Con Safos: The Brown Buffalo Magazine (No. 7)
Con Safos: The Brown Buffalo Magazine (No. 7)
Con Safos: The Brown Buffalo Magazine (No. 7)
Con Safos: The Brown Buffalo Magazine (No. 7)

The Chicano Fear and Loathing

Con Safos: The Brown Buffalo Magazine (No. 7)

Notes: Issue 7 of this important Los Angeles Chicano literary magazine with the first appearance of portions of what would become Oscar "Zeta" Acosta's counterculture memoir, "Autobiography of a Brown Buffalo." Acosta, a Chicano lawyer, was immortalized by Hunter S. Thompson in Fear and Loathing in Las Vegas, where Acosta is thinly disguised as Thompson's "Samoan" attorney.

The 13-page extract, printed here about the time that "Rolling Stone" began publishing excerpts from Fear and Loathing, describes how Acosta, drifting through the Western United States, ran into Thompson in an Aspen bar and began a drunken, drug-addled debauch: "During the following week, into the new year, I remained constantly and consistently drunk and stoned to the point that it is now impossible to recall any of the events," but that didn't stop Acosta from writing about his experiences.

At one point, he and Thompson took up arms: "We dropped more acid and decided to get serious... We went to his house, got a teargas bomb and a six foot bow with steel arrows. We returned to town, went to the Daisy Duck and dared anyone to fuck with us, carefully placing the bomb and bow in front of us."

Con Safos, a Chicano and literary magazine, lasted eight issues.
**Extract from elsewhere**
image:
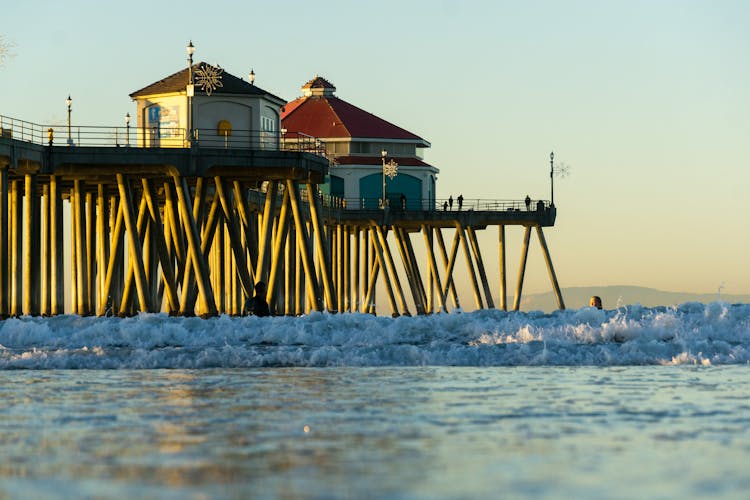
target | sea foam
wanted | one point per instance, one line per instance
(692, 333)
In addition to the long Acosta piece, this issue includes an essay by Rubén Salazar that had run in the Los Angeles Times, translations of poems by Sor Juana de la Cruz, an essay on Chicano art by Gilberto Sanchez Luján, and other writings and artwork.

64 pages. 8-1/4 by 10-1/2 inches.

Edition + Condition: A near fine copy.

Publication: Los Angeles: Con Safos Literary Group, 1971.